全社レベルでのデジタルトランスフォーメーションのため、人事部が果たすべき役割
日本において、生産性の向上は急務です。日本の一人当たりの労働生産性は、2018年ではOECD加盟国中20位、先進7か国中最下位で、ホワイトカラーの生産性向上が叫ばれています。そのよう中で、少子高齢化、労働力不足が既に始まっています。官民あげての「働き方改革」や、経営・CEOの課題である「デジタルトランスフォーメーション」の実現のためには、ホワイトカラーの業務の自動化が待ったなしの状況です。注目すべきは労働人口の減少だけではなく、人材のミスマッチが起き始めていることです。事務員が過剰になり、専門職が足りなくなってきています。業務に精通した人財がデジタルトランスフォーメーションの旗手になることで、このミスマッチを解消することができると考えます。事務職から専門職へのトランスフォーメーションです(下記の図を参照)。
ロボットを活用するということは、ロボットが仲間として入社してくることに例えられます。入社してきたばかりのロボットは新人のようなものです。ロボットは忖度せず指示通りに動き、指示をしっかり与えて育てればミスなく正確に動作を繰り返し、24時間365日働きます。方法に気をつけてしっかりと作ることが重要ですが、愛情を持ってこの新人を育てれば、会社に信頼できる仲間が増えてきます。人事部の方は、この過程を経営層やユーザーと一緒に作っていく必要があります。
具体的には、まずデジタルトランスフォーメーションを実現するためにどのような人財が必要となるのか、人事部は「人財育成」という観点で対応しなければなりません。
例として、「伝道師人財」が挙げられます。ロボットを導入・活用するにあたり、ロボットの長所や特徴を社員に納得させる必要がありますが、伝道師人財はその役目を担います。前述の大手生命保険会社では、社長自ら先頭をきってRPAの導入を進め、伝道師人財の役割を担っています。また、ある大手信託銀行では、課長クラスが実際にロボットを作ってみて理解した上で、自分の部署に広めていくという活動が行われています。

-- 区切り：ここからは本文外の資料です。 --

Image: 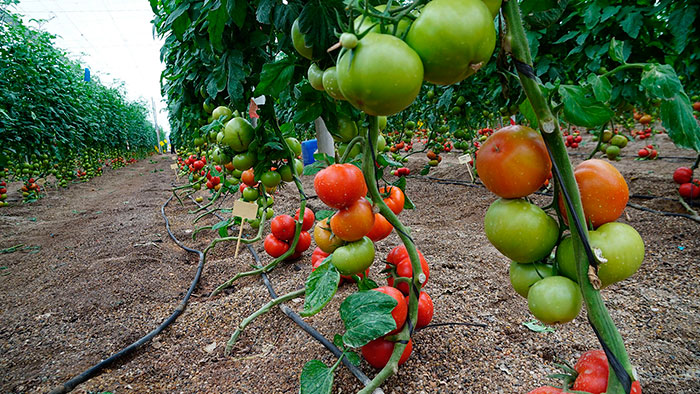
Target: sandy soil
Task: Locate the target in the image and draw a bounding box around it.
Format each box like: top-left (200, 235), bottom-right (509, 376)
top-left (0, 131), bottom-right (700, 394)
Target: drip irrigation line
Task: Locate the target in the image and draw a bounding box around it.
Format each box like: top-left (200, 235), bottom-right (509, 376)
top-left (183, 196), bottom-right (374, 388)
top-left (49, 196), bottom-right (204, 394)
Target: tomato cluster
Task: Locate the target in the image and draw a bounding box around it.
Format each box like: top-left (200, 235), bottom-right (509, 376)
top-left (476, 126), bottom-right (644, 324)
top-left (264, 208), bottom-right (316, 260)
top-left (673, 167), bottom-right (700, 200)
top-left (527, 350), bottom-right (642, 394)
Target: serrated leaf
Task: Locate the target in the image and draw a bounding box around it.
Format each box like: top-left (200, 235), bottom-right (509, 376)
top-left (523, 320), bottom-right (554, 332)
top-left (620, 11), bottom-right (644, 38)
top-left (301, 256), bottom-right (340, 317)
top-left (559, 85), bottom-right (615, 128)
top-left (340, 290), bottom-right (397, 348)
top-left (641, 64), bottom-right (683, 99)
top-left (588, 74), bottom-right (612, 103)
top-left (661, 91), bottom-right (700, 152)
top-left (299, 360), bottom-right (333, 394)
top-left (255, 56), bottom-right (294, 97)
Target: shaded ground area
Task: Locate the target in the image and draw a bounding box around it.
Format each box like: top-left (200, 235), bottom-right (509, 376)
top-left (0, 136), bottom-right (700, 394)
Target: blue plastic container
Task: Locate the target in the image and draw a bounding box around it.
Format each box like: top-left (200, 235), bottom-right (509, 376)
top-left (301, 139), bottom-right (318, 166)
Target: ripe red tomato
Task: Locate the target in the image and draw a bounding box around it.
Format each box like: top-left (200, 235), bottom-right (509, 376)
top-left (527, 386), bottom-right (562, 394)
top-left (673, 167), bottom-right (693, 185)
top-left (558, 159), bottom-right (629, 227)
top-left (678, 179), bottom-right (700, 200)
top-left (372, 286), bottom-right (408, 335)
top-left (294, 208), bottom-right (316, 231)
top-left (294, 231), bottom-right (311, 253)
top-left (379, 186), bottom-right (406, 215)
top-left (361, 338), bottom-right (413, 369)
top-left (270, 215), bottom-right (296, 241)
top-left (476, 125), bottom-right (552, 198)
top-left (264, 234), bottom-right (289, 258)
top-left (573, 350), bottom-right (642, 394)
top-left (331, 198), bottom-right (374, 242)
top-left (314, 163), bottom-right (367, 209)
top-left (367, 213), bottom-right (394, 242)
top-left (406, 291), bottom-right (435, 329)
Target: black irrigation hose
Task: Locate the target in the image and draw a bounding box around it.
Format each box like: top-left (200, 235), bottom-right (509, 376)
top-left (49, 196), bottom-right (204, 394)
top-left (185, 196), bottom-right (372, 388)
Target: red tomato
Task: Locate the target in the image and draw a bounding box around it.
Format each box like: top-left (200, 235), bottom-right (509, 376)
top-left (559, 159), bottom-right (629, 228)
top-left (270, 215), bottom-right (296, 241)
top-left (673, 167), bottom-right (693, 185)
top-left (476, 125), bottom-right (552, 198)
top-left (527, 386), bottom-right (562, 394)
top-left (294, 208), bottom-right (316, 231)
top-left (362, 338), bottom-right (413, 369)
top-left (367, 213), bottom-right (394, 242)
top-left (331, 198), bottom-right (374, 242)
top-left (372, 286), bottom-right (408, 335)
top-left (406, 291), bottom-right (435, 329)
top-left (314, 164), bottom-right (367, 209)
top-left (264, 234), bottom-right (289, 258)
top-left (294, 231), bottom-right (311, 253)
top-left (379, 186), bottom-right (406, 215)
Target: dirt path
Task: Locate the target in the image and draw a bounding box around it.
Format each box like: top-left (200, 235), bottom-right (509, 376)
top-left (0, 133), bottom-right (700, 394)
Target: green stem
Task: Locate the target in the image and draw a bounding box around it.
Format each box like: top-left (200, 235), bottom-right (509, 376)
top-left (224, 289), bottom-right (302, 359)
top-left (358, 116), bottom-right (426, 394)
top-left (503, 0), bottom-right (633, 394)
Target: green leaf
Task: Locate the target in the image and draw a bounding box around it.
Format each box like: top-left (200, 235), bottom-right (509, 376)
top-left (588, 74), bottom-right (612, 103)
top-left (661, 91), bottom-right (700, 152)
top-left (641, 64), bottom-right (683, 99)
top-left (207, 1), bottom-right (228, 50)
top-left (620, 11), bottom-right (644, 38)
top-left (340, 290), bottom-right (397, 348)
top-left (301, 256), bottom-right (340, 317)
top-left (255, 56), bottom-right (294, 97)
top-left (300, 360), bottom-right (333, 394)
top-left (559, 85), bottom-right (615, 128)
top-left (608, 37), bottom-right (629, 63)
top-left (226, 0), bottom-right (248, 29)
top-left (518, 99), bottom-right (539, 129)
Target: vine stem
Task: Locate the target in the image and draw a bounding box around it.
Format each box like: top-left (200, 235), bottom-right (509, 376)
top-left (358, 116), bottom-right (426, 394)
top-left (503, 0), bottom-right (633, 394)
top-left (224, 288), bottom-right (302, 359)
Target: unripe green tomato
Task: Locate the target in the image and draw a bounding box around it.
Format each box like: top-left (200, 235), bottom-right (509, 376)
top-left (508, 261), bottom-right (554, 298)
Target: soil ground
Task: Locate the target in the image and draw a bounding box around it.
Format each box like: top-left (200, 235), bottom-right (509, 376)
top-left (0, 135), bottom-right (700, 394)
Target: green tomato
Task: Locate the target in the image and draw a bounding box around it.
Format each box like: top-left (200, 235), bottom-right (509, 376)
top-left (352, 4), bottom-right (411, 38)
top-left (323, 66), bottom-right (346, 100)
top-left (527, 276), bottom-right (583, 324)
top-left (338, 33), bottom-right (423, 116)
top-left (306, 63), bottom-right (323, 90)
top-left (556, 222), bottom-right (644, 288)
top-left (243, 186), bottom-right (259, 202)
top-left (508, 261), bottom-right (554, 298)
top-left (292, 19), bottom-right (314, 60)
top-left (377, 116), bottom-right (387, 131)
top-left (221, 117), bottom-right (255, 152)
top-left (333, 115), bottom-right (358, 142)
top-left (284, 137), bottom-right (301, 157)
top-left (231, 151), bottom-right (257, 171)
top-left (484, 198), bottom-right (559, 263)
top-left (406, 0), bottom-right (496, 85)
top-left (211, 105), bottom-right (233, 123)
top-left (260, 171), bottom-right (282, 187)
top-left (331, 237), bottom-right (374, 275)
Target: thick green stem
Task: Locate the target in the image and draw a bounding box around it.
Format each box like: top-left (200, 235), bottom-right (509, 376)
top-left (224, 289), bottom-right (306, 356)
top-left (359, 116), bottom-right (426, 394)
top-left (504, 0), bottom-right (632, 394)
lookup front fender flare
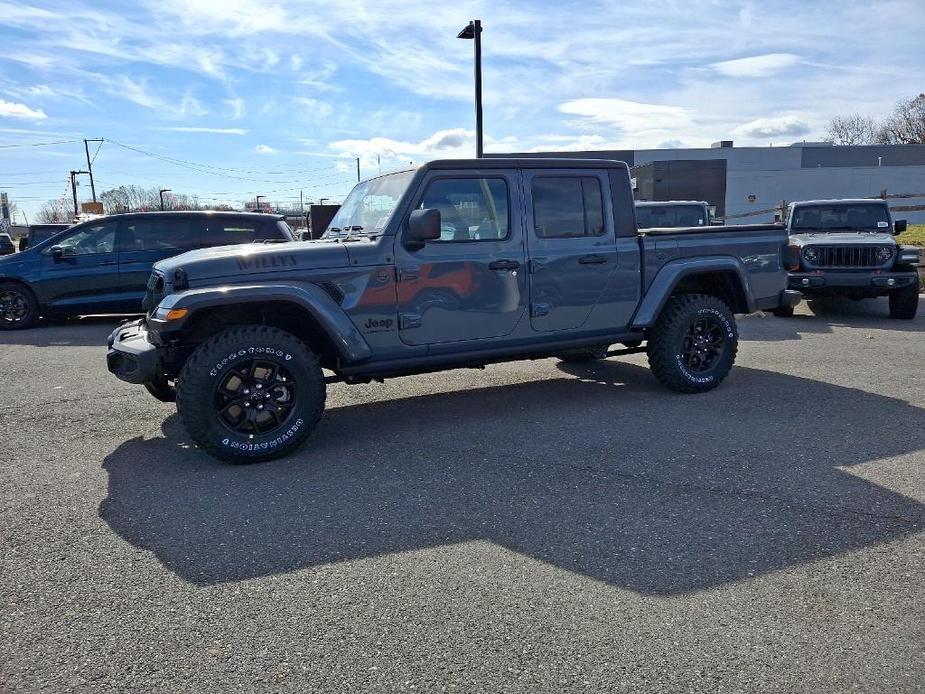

また、「ロボット教育人財」も必要となります。毎日、事務業務やルーティン業務を行っている実際の担当者は、それを行うことが仕事なので、その業務が本当に必要なのか否か判断できないケースがよくあります。経営層が業務を変えるようメッセージを発信しても、実際の担当者は業務の本質を教えられてないため、どのように変えるべきなのかがわからないのです。そのため、ロボットを作る際に、業務を俯瞰的に見られる人財がBPR(Business Process Re-engineering)や業務の見直しを行う必要があります。業務をやめる・変える、自動化する・しないを判断し、実際にロボットの開発をリードします。そして、業務に関係する一人ひとりが、ロボット開発を通じてビジネス・業務の考え方・見方を変え、デジタル化を推進する人財へトランスフォーメーションすることが大事です。
そして、デジタルトランスフォーメーションを定着させるために、どのような人財マネジメントを実現すべきなのかを考えなければいけません。RPA推進部署(Center of Excellence:CoE)と連携してレーニングを定常的に行う、評価等の人事制度を見直す、さらには従業員の意識・行動を変える、ということが必要になるでしょう。
ロボットを利用することが当たり前のようになると、新しいダイバシティーが始まるかもしれません。現在のダイバシティーは性別、国籍等という観点ですが、今後は人間・ロボットという観点も加わるかもしれません。ある人は人間のみをマネジメントし、ある人はロボットのみをマネジメントし、またある人は人間とロボット両方をマネジメントする、という状況が生まれるはずです。そのような状況下では、“業務は非常に詳しいけれど、人のマネジメントが苦手な管理職候補者”については、最初はロボットのみを管理してもらいます。ロボットに業務をしっかりと教えられたら、次に人間を管理することにチャレンジする、という育て方も考えられるのではないでしょうか。今まで行ってきた人財マネジメント方法を変えることも、考える必要があるかもしれません。
「トップマネジメントのコミットメント」、「CoEによるRPAの展開」、「人事の人・組織の変革」のリードが三位一体になって、一つ一つ課題を克服している企業は、デジタルトランスフォーメーションに成功しています。繰り返しますが、RPAを活用した会社全体のデジタルトランスフォーメーションの成功は、人事部が鍵です。生産性の向上が求められている中、労働人口が減少し、さらに人材のミスマッチが起こっている状況下で、デジタルトランスフォーメーションを成功させるために、いかに経営の意思をしっかり受け止めて行動に移していくか、そのリードを人事部が行ってはいかがでしょうか。